On 5 November 2012, China filed a WTO complaint against the EU and specifically Greece and Italy, alleging that certain feed-in tariff programmes adopted to promote solar power generation are inconsistent with WTO rules, because they include local content requirements violating the GATT’s national treatment principle. The EU lodged a similar WTO complaint against Canada which has been partly upheld according to a leaked interim report.
China’s WTO complaint as well as its ongoing anti-dumping probe into imports of EU-produced solar-grade polysilicon, used in solar panels, came in the wake of two separate investigations the EU launched into solar panels originating in China. On 6 September 2012, the Commission initiated anti-dumping investigations into Chinese photovoltaic cells following a complaint lodged on 25 July 2012 by EU ProSun, an industry association of 25 European solar panel producers, alleging that Chinese solar panels and their key components enter the EU market at prices below market value. On 8 November 2012, based on another complaint filed by EU ProSun, this time accusing China of providing subsidies to the country’s solar-panel manufacturers, the Commission launched anti-subsidy investigations against China.
Owing to the huge trade volume at stake – in 2011 Chinese companies exported solar panels and components worth about €21 billion to the EU – the Commission’s investigations are the biggest ever in its history. While the result of these investigations will not be known until next year, the United States, the second-largest market for Chinese solar panels after the EU, in October 2012 imposed heavy anti-dumping and countervailing tariffs on solar panels from China ranging between 31 to 249%.

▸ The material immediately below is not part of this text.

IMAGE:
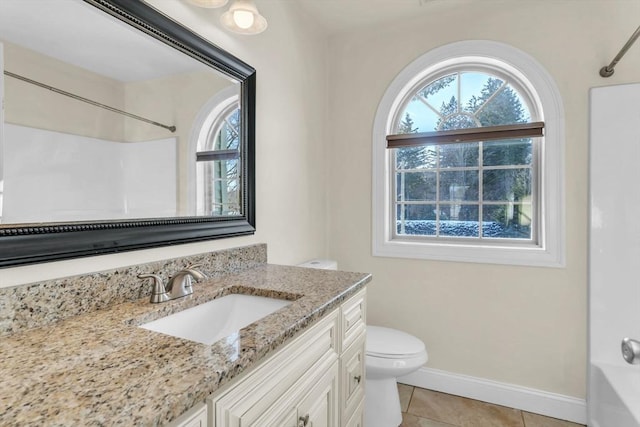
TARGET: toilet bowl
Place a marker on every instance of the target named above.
(389, 354)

Tackle worldwide overcapacity
During the last decade, the Chinese solar industry has been the most dynamic and fastest-growing in the world. It is largely export-oriented and has built up huge over-capacity. Although the Chinese solar sector derives considerable advantages from its economies of scale, low labour and raw material costs, it has increasingly suffered from massive losses due to dramatically declining prices and waning demand inter alia from the EU as a result of the severe scaling back of support schemes for solar energy generation in several Member States. However, unlike their ailing counterparts in the EU, which are faced with drastic consolidation, Chinese solar companies so far have not been forced out of business thanks to large state-led bailouts.
Apart from raising questions as to whether feed-in tariff programmes across the EU are “WTO-proof”, China’s WTO complaint has reopened the debate on the appropriateness of imposing EU trade-defence instruments against China. While big solar-panel manufacturers, lobbying for a level playing field for EU companies, are strongly in favour, parts of the European solar industry representing the whole value chain, such as the Alliance for Affordable Solar Energy, are firmly against them, arguing that punitive tariffs would drive up solar power’s costs, making it a less attractive energy source for consumers.

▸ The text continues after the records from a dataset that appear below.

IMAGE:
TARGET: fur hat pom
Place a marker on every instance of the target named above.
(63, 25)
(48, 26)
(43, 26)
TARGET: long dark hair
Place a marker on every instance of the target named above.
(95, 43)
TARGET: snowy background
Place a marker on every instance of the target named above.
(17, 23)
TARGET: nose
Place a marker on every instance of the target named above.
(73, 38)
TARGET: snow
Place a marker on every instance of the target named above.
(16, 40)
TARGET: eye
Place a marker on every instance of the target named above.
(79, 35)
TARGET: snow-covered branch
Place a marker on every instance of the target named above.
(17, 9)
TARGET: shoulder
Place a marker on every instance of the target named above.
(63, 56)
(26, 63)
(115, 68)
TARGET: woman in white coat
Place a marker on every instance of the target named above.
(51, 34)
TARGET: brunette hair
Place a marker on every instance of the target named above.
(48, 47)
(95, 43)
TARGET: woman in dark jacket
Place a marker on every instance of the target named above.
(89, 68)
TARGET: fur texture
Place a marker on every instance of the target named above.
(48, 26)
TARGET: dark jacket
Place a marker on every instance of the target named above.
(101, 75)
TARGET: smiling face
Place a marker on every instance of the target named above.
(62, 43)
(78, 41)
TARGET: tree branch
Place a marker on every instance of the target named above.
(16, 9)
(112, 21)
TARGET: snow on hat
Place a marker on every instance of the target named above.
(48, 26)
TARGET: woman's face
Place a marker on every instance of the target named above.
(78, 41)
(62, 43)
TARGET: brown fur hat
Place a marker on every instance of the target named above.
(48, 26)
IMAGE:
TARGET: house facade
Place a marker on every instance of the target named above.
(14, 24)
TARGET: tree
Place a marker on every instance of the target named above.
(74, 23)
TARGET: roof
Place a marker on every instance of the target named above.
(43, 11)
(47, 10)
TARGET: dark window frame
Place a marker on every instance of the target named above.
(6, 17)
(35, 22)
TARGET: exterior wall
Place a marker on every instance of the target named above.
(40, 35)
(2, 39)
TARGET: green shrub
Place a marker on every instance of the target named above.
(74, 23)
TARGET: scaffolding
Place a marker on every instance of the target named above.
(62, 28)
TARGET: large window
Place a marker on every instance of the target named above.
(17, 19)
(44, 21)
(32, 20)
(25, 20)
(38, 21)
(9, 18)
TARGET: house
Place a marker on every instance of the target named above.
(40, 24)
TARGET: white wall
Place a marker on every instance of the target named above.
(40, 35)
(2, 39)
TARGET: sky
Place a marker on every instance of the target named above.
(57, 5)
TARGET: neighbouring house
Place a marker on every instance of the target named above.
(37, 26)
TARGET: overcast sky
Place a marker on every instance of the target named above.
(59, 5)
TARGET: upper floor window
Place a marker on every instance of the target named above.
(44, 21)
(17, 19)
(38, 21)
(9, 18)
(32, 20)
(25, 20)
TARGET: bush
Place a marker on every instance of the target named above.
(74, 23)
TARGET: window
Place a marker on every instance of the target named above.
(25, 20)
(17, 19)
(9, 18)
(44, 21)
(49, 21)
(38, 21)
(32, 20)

Vital Moreira, chair of the INTA committee, tabled an oral question to the Commission asking whether it is prepared to adopt measures to protect the EU market from unusually low-priced imports of Chinese origin, especially photovoltaic panels, and whether it will, jointly with the Member States, define a common EU-wide strategy for developing the renewable energy sector with a view to maintaining the EU’s competitiveness in this field. In its resolution of 23 May 2012, “EU and China: imbalanced trade?“, the EP urged the EU to make use of trade-defence instruments consistent with WTO rules and to resort more often to the WTO dispute-settlement mechanism in the event China is engaging in illegal trade practices.